Genevieve opened the box and breathed out a shaky breath, staring down at the circular, golden brooch with the raised figure of a fox head surrounded by ivy leaves. “Is it…?”
“As near an approximation I could find,” Kendrick said.
Genevieve lifted it out of the plush satin and cradled it in her hands. “I won’t say you shouldn’t have,” she murmured, “because I love it.”
He smiled and took it to pin at the neck of her gown.
“This is from my very favorite of my father’s books,” she explained to the children.
“Wynnflaed’s Knight. Her lover gives her a brooch very much like this, though that brooch was used as a cloak pin and fastened at the shoulder.
Thank you,” she told Kendrick, and kissed him on the cheek.
“My gift to you is twofold. Fletcher, will you hand me the last package?”
Fletcher handed over the squarish package to Kendrick.
“This is the first part,” she said, feeling unaccountably nervous as he unwrapped the gift.
“Phantastes by George MacDonald,” he read, his eyes sparking at the title.
“I remember it being enjoyable—a bit like The Faerie Queene, a bit like… well, nothing I can think of.” She laughed. “I did not see it in our library.”
“No, I have not read it. Thank you,” he said, turning it over in his hands. “I did not think there was much myth-making in this era.”

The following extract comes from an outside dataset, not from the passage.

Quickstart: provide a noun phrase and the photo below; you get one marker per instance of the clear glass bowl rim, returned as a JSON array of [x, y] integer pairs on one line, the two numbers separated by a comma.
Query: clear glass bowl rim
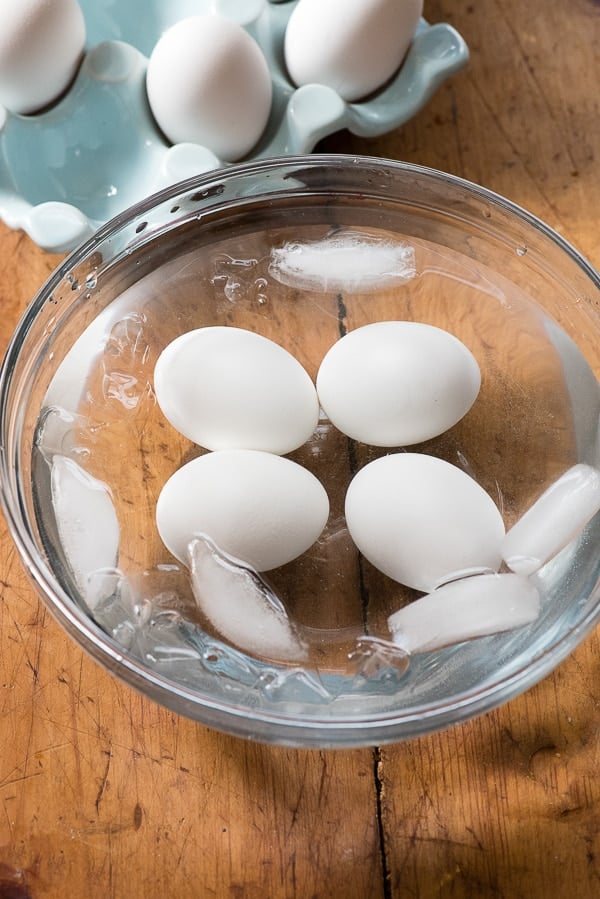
[[318, 731]]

She cleared her throat. “The second part isn’t something I could wrap, but… you did say I could pick the name. Our name,” she said as his gaze sharpened. “To usher in a new era for all of us.”
“What did you pick?”
“Well… what would you think of Stewart? To emblematize what we want to accomplish for the Ossuary as a whole.”
He smiled. “House Guardian. I think that will do very well, Mrs. Stewart.”